Similar amounts of work on an ergometer were spent for caffeine capsules, regular and decaffeinated coffee and only the placebo capsules were considered not to be worth any effort (Griffiths et al., 1989). In a field study, a switch from filter coffee, to which the subjects were accustomed, to decaffeinated instant coffee supplemented with different amounts of caffeine, decreased the number of cups of coffee consumed per day slightly but significantly, regardless of the amount of caffeine (Höfer and Bättig, 1994a). In parallel, the ratings for the pleasantness of these substitutes for the habituated filter coffee decreased strongly but also independently of the caffeine content.

In another field study, this general finding was confirmed (Höfer and Bättig, 1994a). Two groups of 21 female regular coffee drinkers participated in the experiment. Both groups started with a 3-day baseline period with drinking of filter coffee. After this initial period one group obtained 50 mg of caffeine in tablets, whereas the other group received decaffeinated instant coffee for the following 3 days. As in the first study, less instant coffee was consumed than filter coffee, but the number of tablets taken instead of coffee decreased even more, resulting in a decrease of saliva caffeine by about 50%. During the second 3 days, the subjects had to rate six times per day their desire for coffee. This desire increased considerably and in a highly significant manner in the group given caffeine tablets but remained unchanged in the group given decaffeinated instant coffee, although this group, in contrast to the group consuming the caffeine tablets, experienced considerable symptoms of caffeine withdrawal. All measures returned to baseline values on a 7th day of the experiment when the subjects were allowed to drink again the filter coffee they were accustomed to.

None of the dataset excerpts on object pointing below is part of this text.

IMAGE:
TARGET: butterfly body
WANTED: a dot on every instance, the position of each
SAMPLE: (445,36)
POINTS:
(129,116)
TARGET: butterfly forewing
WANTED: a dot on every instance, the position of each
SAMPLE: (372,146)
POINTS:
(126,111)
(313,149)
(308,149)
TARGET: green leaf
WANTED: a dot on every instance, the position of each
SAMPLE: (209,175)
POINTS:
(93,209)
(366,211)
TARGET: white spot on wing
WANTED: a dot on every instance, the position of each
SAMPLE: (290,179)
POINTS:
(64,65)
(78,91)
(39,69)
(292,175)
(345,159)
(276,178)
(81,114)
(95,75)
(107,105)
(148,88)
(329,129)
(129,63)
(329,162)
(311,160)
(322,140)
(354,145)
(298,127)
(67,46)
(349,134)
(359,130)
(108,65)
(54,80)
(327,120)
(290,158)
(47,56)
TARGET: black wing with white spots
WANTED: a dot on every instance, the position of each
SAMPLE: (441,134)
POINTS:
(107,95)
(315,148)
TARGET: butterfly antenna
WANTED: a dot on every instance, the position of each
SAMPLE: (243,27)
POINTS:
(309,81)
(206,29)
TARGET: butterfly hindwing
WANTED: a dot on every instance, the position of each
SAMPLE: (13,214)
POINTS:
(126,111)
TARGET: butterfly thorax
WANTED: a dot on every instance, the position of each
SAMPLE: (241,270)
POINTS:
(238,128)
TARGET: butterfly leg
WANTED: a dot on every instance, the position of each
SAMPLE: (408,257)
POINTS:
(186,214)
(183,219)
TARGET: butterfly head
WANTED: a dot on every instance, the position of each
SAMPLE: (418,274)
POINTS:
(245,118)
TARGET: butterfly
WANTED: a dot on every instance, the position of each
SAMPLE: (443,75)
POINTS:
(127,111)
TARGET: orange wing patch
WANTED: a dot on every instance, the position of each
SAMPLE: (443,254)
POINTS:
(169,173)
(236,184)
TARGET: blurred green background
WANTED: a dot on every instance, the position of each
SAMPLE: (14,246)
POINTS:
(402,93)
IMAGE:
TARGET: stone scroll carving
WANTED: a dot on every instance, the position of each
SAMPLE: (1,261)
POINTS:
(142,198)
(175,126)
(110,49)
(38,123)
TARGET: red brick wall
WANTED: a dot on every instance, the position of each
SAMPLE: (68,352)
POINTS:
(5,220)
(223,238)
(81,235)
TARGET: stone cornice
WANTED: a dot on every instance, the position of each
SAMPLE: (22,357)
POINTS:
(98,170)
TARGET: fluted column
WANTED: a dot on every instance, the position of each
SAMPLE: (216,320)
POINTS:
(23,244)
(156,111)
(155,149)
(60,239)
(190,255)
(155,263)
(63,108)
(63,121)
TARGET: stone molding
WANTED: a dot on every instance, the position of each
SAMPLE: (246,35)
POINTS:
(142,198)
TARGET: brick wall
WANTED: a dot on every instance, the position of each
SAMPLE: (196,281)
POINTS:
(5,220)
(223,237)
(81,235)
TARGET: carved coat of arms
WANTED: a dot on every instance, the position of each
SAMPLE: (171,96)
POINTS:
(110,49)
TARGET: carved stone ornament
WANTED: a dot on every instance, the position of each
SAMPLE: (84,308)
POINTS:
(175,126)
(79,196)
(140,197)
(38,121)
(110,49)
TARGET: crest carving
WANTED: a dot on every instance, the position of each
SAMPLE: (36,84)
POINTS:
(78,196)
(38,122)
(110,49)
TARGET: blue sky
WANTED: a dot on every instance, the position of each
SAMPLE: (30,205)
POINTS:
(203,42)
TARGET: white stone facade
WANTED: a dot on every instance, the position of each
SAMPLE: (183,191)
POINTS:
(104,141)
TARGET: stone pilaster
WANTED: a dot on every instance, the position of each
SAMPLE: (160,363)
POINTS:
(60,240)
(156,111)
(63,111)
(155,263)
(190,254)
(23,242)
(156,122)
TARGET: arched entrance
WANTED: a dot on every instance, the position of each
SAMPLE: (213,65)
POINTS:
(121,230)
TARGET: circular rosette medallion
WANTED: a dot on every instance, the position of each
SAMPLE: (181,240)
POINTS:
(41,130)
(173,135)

All these results suggest that the type of drink, and even the type of coffee, is a significant factor in the subject's preference for coffee. In particular, coffee drinkers were not attracted by caffeine capsules, except, possibly, to relieve withdrawal effects. It is conceivable that the low liking of the capsules can in part be related to the fact that a warm drink in itself produces a number of physiological effects (Quinlan et al., 1997). Interestingly, some of the effects of hot water are influenced by caffeine, but the type of beverage and the presence or absence of milk modifies the overall response (Quinlan et al., 1997). For example, the addition of milk appeared to have positive mood effects and to cause reduced anxiety. Conversely, liking for the taste and aroma of coffee might be acquired through the process of classical conditioning, involving association of these orosensory cues with the psychopharmacological consequences of caffeine ingestion.